Part of Leeson's mission, she says, is spreading information about nutrition and educating parents about Juice Plus+ products as a tool to supplement a health lifestyle.
Leeson says her own experience with Juice Plus+ started when she wanted to make delicious, healthy food that could taste like the rich foods she was accustomed to making as a chef.
"Food is paramount to me," Leeson said. "But I didn't put it together until I started volunteering and became a board member for Health Link, an environmental group on the North Shore."
At Health Link, Leeson saw research on how local soils are contaminated and because of that, fruits and vegetables are compromised.
"I ate a lot of fruit and vegetables and was doing well but I realized it wasn't enough," she said. "I started seeing the bigger picture; that food can build you up or tear you down."
Since then, Leeson has been running nutritional seminars and cooking classes with various local groups and out of people's homes.

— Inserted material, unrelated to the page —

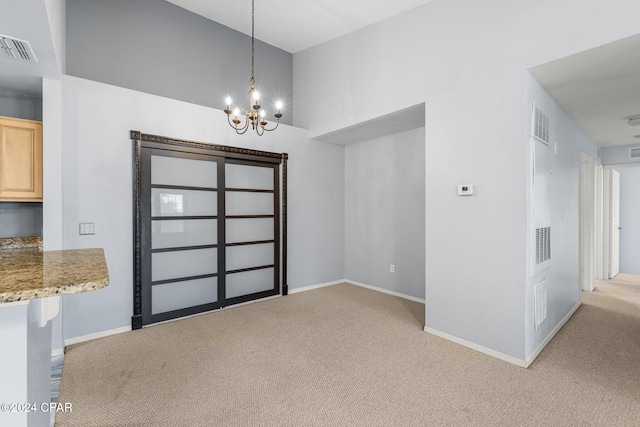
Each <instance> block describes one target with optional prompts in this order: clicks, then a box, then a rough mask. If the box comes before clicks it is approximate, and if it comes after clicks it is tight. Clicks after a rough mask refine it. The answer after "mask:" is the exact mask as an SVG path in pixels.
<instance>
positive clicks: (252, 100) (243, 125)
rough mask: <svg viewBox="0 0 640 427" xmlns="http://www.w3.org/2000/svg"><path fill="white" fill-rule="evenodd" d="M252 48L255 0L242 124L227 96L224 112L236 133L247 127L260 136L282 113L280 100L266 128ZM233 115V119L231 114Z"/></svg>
mask: <svg viewBox="0 0 640 427" xmlns="http://www.w3.org/2000/svg"><path fill="white" fill-rule="evenodd" d="M254 48H255V0H251V80H250V81H249V83H250V85H249V105H250V107H249V110H244V109H243V110H242V115H243V116H244V124H243V125H242V126H240V123H242V121H241V120H240V119H239V117H240V116H241V113H240V109H239V108H237V107H236V108H234V109H233V110H231V103H232V99H231V97H229V96H227V99H226V100H225V101H226V104H227V108H226V110H224V112H225V113H226V114H227V121H228V122H229V125H230V126H231V127H232V128H233V129H235V131H236V133H237V134H238V135H242V134H243V133H245V132H246V131H247V130H248V129H249V127H251V128H252V129H253V130H255V131H256V133H257V134H258V135H260V136H262V135H263V134H264V133H265V131H267V132H271V131H273V130H276V128H277V127H278V125H279V124H280V118H281V117H282V113H280V110H281V109H282V102H281V101H278V102H277V103H276V109H277V112H276V113H275V114H274V115H273V117H275V118H276V125H275V126H274V127H273V128H271V129H269V128H267V121H266V120H265V118H264V116H265V115H266V113H265V111H264V110H263V109H262V106H261V105H260V95H259V93H258V91H257V90H256V79H255V78H254V76H253V71H254ZM232 115H233V119H232V118H231V116H232Z"/></svg>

While she says she never requires anyone buy the Juice Plus+ Products, she does stand behind them and the research behind the products.
"I put the information out there and people can decide. I don't want people buying it that don't understand the value of it," Leeson said. "People are so oriented with wanting things right now but you have to build the foundation of nutrition from the inside out."
On Friday, Leeson hopes anyone interested in nutrtion comes to the educational seminar.
"I hope people come and listen to the tips and get some good recipes they can try," Leeson said.